Overall, I have to say its not my kind of movie. I enjoyed the first one quite a bit and really liked finding the ways the characters and story line could relate to the gospel. Frodo was seemingly just an ordinary simple young man and yet, he was chosen to save the world. After the first one ended I looked forward to seeing the second. While watching the second one it was hard not to cover my face with the blanket. The battle scenes were horrible and there was far to many of them. Those nasty creatures coming out of their birth sacks was over the top gross and scary. Clint on the other hand thought it was great how well they depicted evil. I guess evil just really makes me uncomfortable. I experienced much of the same on the 3rd movie but as Frodo was using everything he had to bring the ring up the mountain I was filled with hope. I was waiting for him to over throw evil and toss the ring into the fire. But he didn't! He put it on instead!!! WHAT!?! I thought this was going to be a story of redemption!?! I thought Frodo was going to save the world. Yes, the ring eventually made its way into the fire and the world was saved, but not by Frodos doing. I was very disappointed in that.
After the movie Clint explained to me that its about the battle with flesh until the very end. Okay, so now I get it, but I don't like it! In fact I hate it! Not the movie, but the flesh.
As I shared in my last post I have food issues. For me, this is a battle between my sinful desires (the flesh) and the Spirit. My friend Crystal shared in this amazing teaching on gluttony that she woke up every morning for a time and the Holy Spirit was making her food choices for her. Oh, how I longed to experience that for myself. And finally, one day it happened! After repenting of my sin and daily, hourly, sometimes minute by minute seeking the help He has given me, the Holy Spirit as been making my food choices too! I praise God! It actually felt easy to choose good healthy food and to not go back for seconds. It was all credit to the Holy Spirits work in me. For 13 days the Spirit was winning the battle!!!
Then day 14,15 and 16 came. Those 3 days were not the same as the previous 13. When I woke up yesterday (day 16) I new I had been in a funk for a couple days. No, I hadn't binge eaten or anything but I knew my heart and attitude weren't in the right place, so I had to pause and reflect. What I saw was that I started to lean on my own strength. Kind of like Frodo did when he took off up the mountain with out Sam. Just like Frodo, my own strength is not enough. Frodo came all that way and surely he should be able to make it a little ways on his own, right? NO! But that is the thinking I realize I all to often have.

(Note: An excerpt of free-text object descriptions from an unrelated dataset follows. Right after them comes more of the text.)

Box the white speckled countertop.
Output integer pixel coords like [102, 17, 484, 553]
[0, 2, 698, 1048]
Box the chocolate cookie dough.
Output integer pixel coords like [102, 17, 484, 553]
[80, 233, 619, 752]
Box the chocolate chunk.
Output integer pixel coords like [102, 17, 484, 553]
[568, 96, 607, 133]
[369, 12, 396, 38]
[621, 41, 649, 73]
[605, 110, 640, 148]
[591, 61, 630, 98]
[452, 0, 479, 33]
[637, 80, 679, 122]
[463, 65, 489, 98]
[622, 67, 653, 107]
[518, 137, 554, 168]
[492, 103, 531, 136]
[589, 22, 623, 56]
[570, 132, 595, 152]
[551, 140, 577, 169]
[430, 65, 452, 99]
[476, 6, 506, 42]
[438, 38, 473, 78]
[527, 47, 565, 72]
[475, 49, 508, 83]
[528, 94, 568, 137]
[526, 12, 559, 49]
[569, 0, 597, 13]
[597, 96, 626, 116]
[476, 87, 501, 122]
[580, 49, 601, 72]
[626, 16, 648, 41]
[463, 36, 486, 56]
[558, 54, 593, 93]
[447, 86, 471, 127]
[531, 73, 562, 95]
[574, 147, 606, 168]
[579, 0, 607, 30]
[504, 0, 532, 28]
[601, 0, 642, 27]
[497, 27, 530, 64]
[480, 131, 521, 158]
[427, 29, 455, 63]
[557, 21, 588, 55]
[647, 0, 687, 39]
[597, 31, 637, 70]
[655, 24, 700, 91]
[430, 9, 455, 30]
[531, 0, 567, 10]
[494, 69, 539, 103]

So day 16 when I realize all this... rather then turning to the Spirit to guide me, I wallowed in my mistake. I knew I needed pray, but I didn't. I knew I needed my sista's to be praying for me and that all I would need to do is send a simple text, but I didn't. So what did I do? I ate. I want to hate myself for yesterday. I want to wallow in my self loathing pit and probably end up eating some more, but I can't. Why? Because I am loved! I am chosen! I am accepted! I am adopted! I am forgiven! I am blessed and I am redeemed!!! Like one of my favorite songs by Mary Mary says "I know He didn't bring me this far just to leave me."
Just like Frodo, I often think I can do it on my own. Just like Frodo, I can't. Just like Frodo needs Sam all the way to the bitter end, I need the Holy Spirit until my end on this earth.